David Marmor’s direction is very tight. This is a 90 minute movie that absolutely flies. Pacing never feels drawn out and things move along very nicely. I could have used a little more horror and maybe a little trimming from the middle of the film. None of the scenes feel as though they outstay their welcome, though. The story is very concise and there is little in the way of wasted chatter. I do think there is a little bit of meat left on the bones when it comes to scares. Certain parts of the movie could have have used a bit more expanding on. There was plenty of opportunity to work with the bizarre actions of the neighbours. Certain scenes offered a lot of hope for more scares. Despite this, they never came to fruition. I was actually quite surprised with how quickly things escalated.
This is a drama, at its heart, though. There is something of an urgency to get to that part of the film. Cinematography is absolutely fine. It doesn’t stand out tremendously but does the job. The movie never looks low budget. There are a few moments of innovation that I enjoyed. One, in particular, stood out. Sarah is wearing ear plugs and calling to her cat. The audio is muffled to reflect what she can hear. It’s a small detail but I thought that was really well done. Special effects are really decent. They appear to be practical, for the most part. A couple of scenes will have you gritting your teeth for how nasty they are. It’s really nicely done and very impactful.
A Few Negatives
Whether Apartment 1BR will appeal to horror fans is a matter for debate. As mentioned above, it abandons much of its horror leanings early on. Some viewers will perhaps find the plot lacking and, for those people, it will likely drag a little. There are a few negatives here and there. There are some events that take place that seem a little on the unlikely side. Some of what happens doesn’t make much sense. The movie can be utterly predictable at times, as well. The ending is particularly guilty of this. It is, however, brightened up with something of a twist.

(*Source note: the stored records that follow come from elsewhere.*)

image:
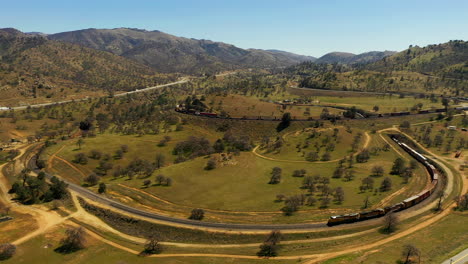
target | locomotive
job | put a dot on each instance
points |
(409, 202)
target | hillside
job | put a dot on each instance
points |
(33, 67)
(168, 53)
(438, 69)
(350, 58)
(448, 59)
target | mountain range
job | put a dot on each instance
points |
(350, 58)
(32, 66)
(167, 53)
(37, 65)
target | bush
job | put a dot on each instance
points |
(7, 251)
(211, 164)
(197, 214)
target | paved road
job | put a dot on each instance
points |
(109, 202)
(106, 201)
(84, 99)
(461, 258)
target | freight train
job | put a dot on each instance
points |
(363, 114)
(411, 201)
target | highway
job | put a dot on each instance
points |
(84, 99)
(128, 209)
(100, 199)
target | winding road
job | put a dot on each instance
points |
(102, 200)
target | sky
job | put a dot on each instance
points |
(313, 27)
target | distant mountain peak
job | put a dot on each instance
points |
(350, 58)
(168, 53)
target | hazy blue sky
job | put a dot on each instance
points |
(305, 27)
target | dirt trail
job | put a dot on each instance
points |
(96, 222)
(430, 221)
(311, 258)
(44, 218)
(216, 210)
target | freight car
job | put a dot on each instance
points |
(407, 203)
(206, 114)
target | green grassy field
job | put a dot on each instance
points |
(449, 140)
(97, 252)
(238, 186)
(20, 225)
(239, 106)
(298, 144)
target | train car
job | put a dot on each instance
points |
(343, 219)
(397, 207)
(399, 113)
(424, 194)
(207, 114)
(371, 214)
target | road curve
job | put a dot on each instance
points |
(84, 99)
(128, 209)
(84, 192)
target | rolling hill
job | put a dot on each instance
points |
(447, 59)
(350, 58)
(34, 67)
(168, 53)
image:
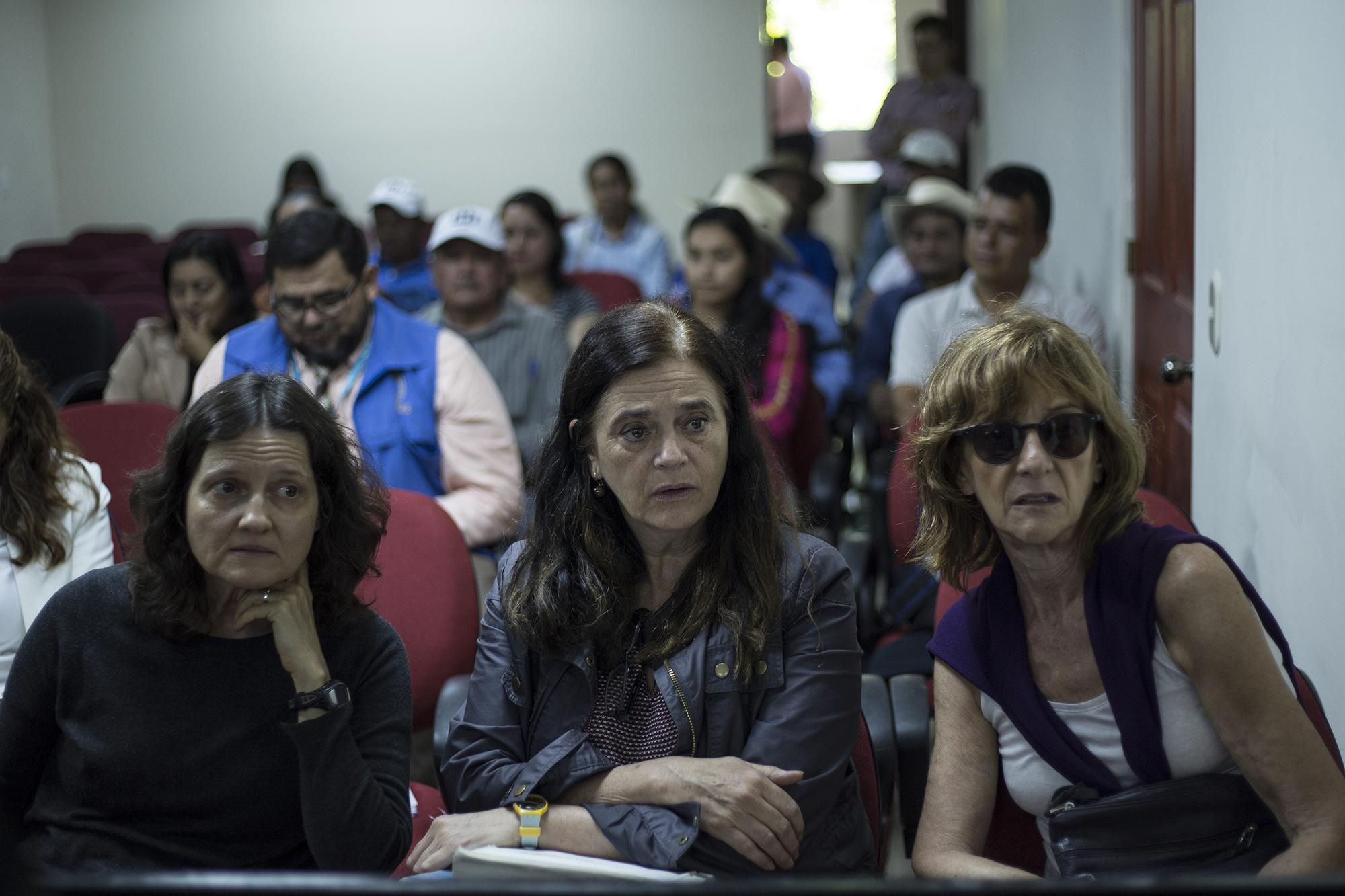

Despite these issues, this is an enjoyable movie and well worth checking out. Fans of The Invitation or The Village will likely appreciate the unexpected twists. Other horror fans may enjoy the earlier scares and slow build tension. If you are a fan of horror with a little bit more thought, this could be right up your street. I enjoyed it and found it to be an entirely easy watch. If you want scares and action, however, you may want to give Apartment 1BR a miss.
Is it a Knockout?
Apartment 1BR is a horror movie with a heavy drama leaning. Focusing on a young woman starting a new life in Los Angeles. She comes to find that he new neighbours are not quite what they seem. Featuring elements of voyeurism, home invasion, and social commentary. This is a well paced horror movie with an inventive, interesting plot. A little light on the scares, the drama takes over around 30 minutes into the movie and takes centre stage. Fans of fast paced horror may not find much to like. Tight direction, excellent acting and an engaging story make this a fun, if not flawed, enjoyable horror.